The public announcement referred to in the preceding paragraph shall include the name of the company, type of listed securities, volume, rights, obligations, date of listing, date, and document reference number of listing approval letter issued by the Competent Authority, name of the agency handling share transfer matters, name of the underwriter, underwriting period, price, volume, and other matters to be publicly announced.
Where the stocks of companies applying for initial listing were not completely sold within three months from the date the approval for Agreement for Listing was obtained from the Competent Authority pursuant to paragraph 1 of this Article, its listing shall be cancelled. However, with valid reasons, and upon the approval of the TWSE and the Competent Authority, the period may be extended for a single term of three additional months. The suspension period referred to in paragraph 4 shall not be counted.

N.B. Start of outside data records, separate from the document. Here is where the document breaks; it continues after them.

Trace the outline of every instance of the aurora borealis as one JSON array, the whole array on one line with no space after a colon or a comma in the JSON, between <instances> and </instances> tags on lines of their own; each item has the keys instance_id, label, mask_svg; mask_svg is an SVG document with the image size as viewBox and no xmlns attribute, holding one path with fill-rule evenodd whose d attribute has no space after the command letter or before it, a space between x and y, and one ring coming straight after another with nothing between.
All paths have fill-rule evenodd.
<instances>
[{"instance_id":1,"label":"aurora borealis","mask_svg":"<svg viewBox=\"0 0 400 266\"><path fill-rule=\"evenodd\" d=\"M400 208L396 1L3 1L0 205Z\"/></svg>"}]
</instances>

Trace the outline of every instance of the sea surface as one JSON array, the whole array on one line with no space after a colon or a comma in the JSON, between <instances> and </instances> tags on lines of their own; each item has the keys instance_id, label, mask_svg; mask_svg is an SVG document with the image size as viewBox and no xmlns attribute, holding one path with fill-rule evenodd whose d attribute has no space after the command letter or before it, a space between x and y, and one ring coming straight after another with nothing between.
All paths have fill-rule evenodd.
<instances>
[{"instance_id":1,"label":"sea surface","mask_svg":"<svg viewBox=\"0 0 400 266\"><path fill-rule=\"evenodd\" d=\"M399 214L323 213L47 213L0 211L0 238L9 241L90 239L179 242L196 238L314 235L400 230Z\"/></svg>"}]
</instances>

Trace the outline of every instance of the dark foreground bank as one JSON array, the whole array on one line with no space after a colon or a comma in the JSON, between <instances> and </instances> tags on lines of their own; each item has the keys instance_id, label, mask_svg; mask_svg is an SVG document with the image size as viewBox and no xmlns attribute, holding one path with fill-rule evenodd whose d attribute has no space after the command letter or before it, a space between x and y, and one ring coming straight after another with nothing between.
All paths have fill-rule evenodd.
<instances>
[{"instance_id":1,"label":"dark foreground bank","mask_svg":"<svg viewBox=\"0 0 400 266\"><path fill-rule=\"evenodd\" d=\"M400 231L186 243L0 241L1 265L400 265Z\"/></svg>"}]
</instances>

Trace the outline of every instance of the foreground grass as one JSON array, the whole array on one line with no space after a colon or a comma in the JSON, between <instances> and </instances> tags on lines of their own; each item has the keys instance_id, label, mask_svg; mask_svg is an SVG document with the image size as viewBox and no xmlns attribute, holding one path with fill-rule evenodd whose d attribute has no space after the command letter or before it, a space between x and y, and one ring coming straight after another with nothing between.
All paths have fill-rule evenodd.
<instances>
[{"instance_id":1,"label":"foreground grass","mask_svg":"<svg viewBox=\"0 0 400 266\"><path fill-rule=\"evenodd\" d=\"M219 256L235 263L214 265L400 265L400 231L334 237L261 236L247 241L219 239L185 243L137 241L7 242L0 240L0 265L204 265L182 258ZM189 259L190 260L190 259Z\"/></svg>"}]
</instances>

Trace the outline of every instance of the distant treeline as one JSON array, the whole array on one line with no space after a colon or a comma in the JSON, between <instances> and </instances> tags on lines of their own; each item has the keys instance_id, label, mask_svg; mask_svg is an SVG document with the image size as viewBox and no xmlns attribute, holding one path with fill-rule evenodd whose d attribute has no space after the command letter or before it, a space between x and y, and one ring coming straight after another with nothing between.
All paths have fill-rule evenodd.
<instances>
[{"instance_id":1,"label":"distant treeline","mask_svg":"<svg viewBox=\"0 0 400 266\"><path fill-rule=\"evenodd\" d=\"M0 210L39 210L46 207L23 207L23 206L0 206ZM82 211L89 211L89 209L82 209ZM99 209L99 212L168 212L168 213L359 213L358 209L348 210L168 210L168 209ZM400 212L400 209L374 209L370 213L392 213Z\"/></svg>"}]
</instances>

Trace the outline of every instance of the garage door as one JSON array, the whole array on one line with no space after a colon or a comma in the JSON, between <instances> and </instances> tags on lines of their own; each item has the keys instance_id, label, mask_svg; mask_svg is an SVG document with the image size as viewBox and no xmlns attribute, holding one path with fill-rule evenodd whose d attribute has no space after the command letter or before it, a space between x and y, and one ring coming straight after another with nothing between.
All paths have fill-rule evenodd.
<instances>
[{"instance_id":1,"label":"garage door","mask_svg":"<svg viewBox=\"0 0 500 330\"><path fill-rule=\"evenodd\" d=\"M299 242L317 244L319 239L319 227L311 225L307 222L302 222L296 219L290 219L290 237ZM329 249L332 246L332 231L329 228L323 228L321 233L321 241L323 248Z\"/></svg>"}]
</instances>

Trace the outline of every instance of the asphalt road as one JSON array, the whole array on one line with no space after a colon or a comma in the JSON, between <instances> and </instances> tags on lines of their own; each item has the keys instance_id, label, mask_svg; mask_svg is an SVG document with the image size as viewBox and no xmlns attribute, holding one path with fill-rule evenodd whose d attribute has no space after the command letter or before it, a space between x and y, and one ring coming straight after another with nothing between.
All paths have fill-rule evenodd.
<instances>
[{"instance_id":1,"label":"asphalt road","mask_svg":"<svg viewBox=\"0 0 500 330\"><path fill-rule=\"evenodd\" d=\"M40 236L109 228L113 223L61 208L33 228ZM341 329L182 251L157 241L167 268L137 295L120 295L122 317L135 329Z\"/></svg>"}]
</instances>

Before the listing of stocks by an Issuing Company, if it is discovered that, before or subsequent to the effectiveness of the Agreement for Listing, valid facts show that any of the inappropriate circumstances for listing enumerated in the Rules Governing the Review of Securities Listings has occurred, the TWSE may suspend the listing of the securities, and conduct an investigation, and report to the Competent Authority. In the event the listing company refuses the investigation of the TWSE or refuses to supply the necessary information, or it is confirmed that it is inappropriate for listing, the TWSE may, upon approval of the Competent Authority, revoke its Agreement for Listing or delist its stock. In the event it is shown that there are no inappropriate circumstances for listing, the TWSE may, upon report to the Competent Authority, notify the company to resume the listing process. While the unsuitability of listing has not been confirmed, the TWSE may continue to suspend the listing of such securities.
The listed securities shall be assigned by the TWSE a code number, and an abbreviated name for uniform usage.
The provisions of paragraphs 1, 2, and 5 of this Article shall apply mutatis mutandis to applications by SITEs for listing of beneficial certificates, applications by foreign issuers and their depositary institutions for listing of Taiwan Depositary Receipts, and applications by foreign issuers for secondary listings of stocks or listings of bonds.
If a foreign issuer applies to list stocks on a primary listing basis and its application is reviewed and approved by the TWSE, then after its listing contract is submitted to and approved by the Competent Authority and becomes effective, that company is deemed a primary-listed company, and except as otherwise provided shall be subject mutatis mutandis to the provisions of this Chapter regarding an exchange-listed company.
The governing of foreign issuers referred to in the preceding paragraph following the listing of their stocks, and other relevant matters, shall be prescribed separately in other rules and bylaws by the TWSE.